By Don Bradley
On Sunday afternoon, rain poured, and inside a building not far from Ranch Mart Ace Hardware, the lights dimmed and Bruce Springsteen took the stage.
The crowd quieted and smiled at the opening riffs of Thunder Road, the opening cut on the “Born to Run” album. This was why they came.
Clearly, the Boss does not do bank buildings across from hardware stores in Overland Park. But, think spiritual. And welcome to the Listyning Room.
Simple concept: People who love an artist, or just love music, come together and listen to a featured album on a nearly $200,000 sound system.
No talking, just the music and the listening. Everybody’s welcome and so far, 7,500 people have come through the door.
Katheryn Douglas, who came for Sunday’s Springsteen show, said the Listyning Room events evoke a live performance.
“Even if they’re dead,” she said.
There is that.
That’s part of the thinking of Kelsyn Rooks, founder of the Center for Recorded Music which opened the Listyning Room last year inside the NBKC bank building at 3510 W. 95th St. in Overland Park.
“You can’t see the Beatles, Coltrane or Muddy Waters anymore,” Rooks said. “We want to give recorded music the same status as live.”
He says that is how the art was intended. Back in the 1940s, people would get together and listen to the new Sinatra album.
Music was designed for communal listening. Not while jogging with headphones,” Rooks said.

Rooks grew up in his parents’ record store. The Music Exchange in Westport.
At the time, he wished they’d been in any other kind of business because it was the same thing every day. People coming in looking for music, talking about music, buying music.
The song got old.
He grew up and went into software development. Time passed. His father died. The record store closed.
He speaks now about his father with an almost Joe DiMaggio pride. “My dad knew everything about recorded music,” Rooks said. “He knew who influenced who, who wrote what, who played guitar on what album.”
Rooks knew what all that sounded like. “Maybe this is me reconnecting with my dad,” he said.
He started the listening gig at Waldo Pizza. First night, May 3, 2015: Pink Floyd’s “Dark Side of the Moon.”
The events drew some good crowds, but the experience was always marred somewhat by the inherent clatter of a pizza joint.
After the Covid shutdown, he looked for another venue and the NBKC bank in Overland Park gave it to him.
The 4,000-square feet has enough space for the shows and storage for 10,000 albums, CDs, cassettes and, yes, 8-tracks. Another 50,000 pieces are stored elsewhere. Many are donated. Each item is cleaned, resleeved and curated.
The turntables and amps are handmade by Audio Note in England. The speakers are handmade by a manufacturer in Hope, Ark.

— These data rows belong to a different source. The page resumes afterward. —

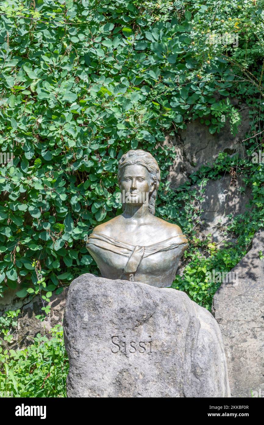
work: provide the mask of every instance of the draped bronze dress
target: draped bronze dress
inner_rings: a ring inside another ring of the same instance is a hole
[[[135,246],[93,232],[86,246],[103,278],[164,287],[171,286],[187,245],[182,234],[152,245]]]

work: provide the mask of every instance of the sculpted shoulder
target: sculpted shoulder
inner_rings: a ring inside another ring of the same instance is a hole
[[[183,234],[183,231],[181,227],[177,224],[174,224],[172,223],[169,223],[168,221],[159,218],[155,217],[155,221],[157,225],[162,228],[164,232],[164,235],[166,236],[164,239],[169,239],[170,238],[173,238],[173,236],[178,236],[179,235]]]
[[[118,221],[118,217],[115,217],[114,218],[111,218],[106,223],[103,223],[97,226],[93,229],[93,233],[103,233],[107,236],[111,236],[113,231],[113,227],[117,224],[117,221]]]

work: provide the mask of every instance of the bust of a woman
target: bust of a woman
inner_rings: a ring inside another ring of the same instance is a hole
[[[187,241],[178,226],[155,217],[157,162],[149,152],[129,150],[118,176],[123,213],[96,227],[86,247],[103,278],[170,286]]]

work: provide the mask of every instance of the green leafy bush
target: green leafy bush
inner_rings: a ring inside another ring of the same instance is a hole
[[[222,116],[235,135],[241,117],[227,96],[248,93],[253,105],[263,96],[263,10],[218,4],[1,3],[0,296],[8,287],[22,298],[59,294],[97,272],[84,241],[121,212],[117,165],[131,148],[160,165],[157,213],[194,235],[199,214],[187,205],[181,216],[166,183],[175,153],[165,136],[195,118],[214,133]],[[234,31],[236,48],[207,42],[214,31]]]
[[[6,397],[66,397],[69,363],[59,325],[52,337],[39,334],[24,350],[0,346],[0,393]],[[1,396],[2,397],[3,396]]]

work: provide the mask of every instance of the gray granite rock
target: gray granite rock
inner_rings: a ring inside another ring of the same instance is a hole
[[[231,270],[234,283],[222,283],[213,312],[223,336],[232,396],[264,396],[264,230]],[[258,397],[259,397],[258,396]]]
[[[219,180],[209,180],[206,184],[202,202],[203,212],[200,232],[204,235],[211,233],[214,242],[234,240],[232,234],[226,231],[226,226],[232,220],[228,215],[231,214],[233,218],[249,209],[252,198],[250,189],[248,186],[245,187],[241,177],[237,176],[233,183],[231,179],[231,176],[226,174]],[[241,192],[241,187],[245,188],[244,192]]]
[[[228,397],[216,321],[184,292],[87,274],[64,319],[68,397]]]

The center has several volunteer hosts for the listening sessions that mostly lean toward rock and blues. The artists are across the board. Earl Scruggs and Fats Domino, Joni Mitchell and Dylan, R.E.M. and the Beastie Boys, Johnny Cash and Prince.
One session featured the soundtrack to “Straight Outta Compton.”
Most recordings are pre-1980.
One host does nothing but Grateful Dead.
“Anything with the Beatles or Simon and Garfunkel fills up immediately,” Rooks said.
He wants three or four events a week. Saturday afternoons are “Open Spin’’ where anyone can bring in their own piece of music and have it played on the center’s sound system.
The place has a full bar and room for visiting.
Until the lights go dim.
Rooks hosted Sunday’s Springsteen session.
He likes to tie something to an anniversary and just so happens, “Born to Run” came out in 1975 a half-century ago.
The album hit big, landing Springsteen — “the future of rock and roll” — on the covers of Time and Newsweek the same week, the first artist to ever do so.
Many in the crowd appeared old enough to remember those days, but not all.
Jeanne, Ann and Toni, friends forever and 1988 grads of Bishop Ward, played “Born to Run” on cassette all night during sleep overs. They had never been to the Listyning Room, but one of their brothers told them they had to go.
Rooks worked up to the album by playing some artists Springsteen has said influenced his work: Elvis, Roy Orbison, the Stones and Frank Sinatra’s “Summer Wind.” Not bad openers.
During intermission before the actual album, John Pickett said he was loving the day. “Had no idea this place was here,” he said. “I love old rock, CCR, that kind of stuff, and this place was here and I didn’t know it. This is my neighborhood. I can walk here.”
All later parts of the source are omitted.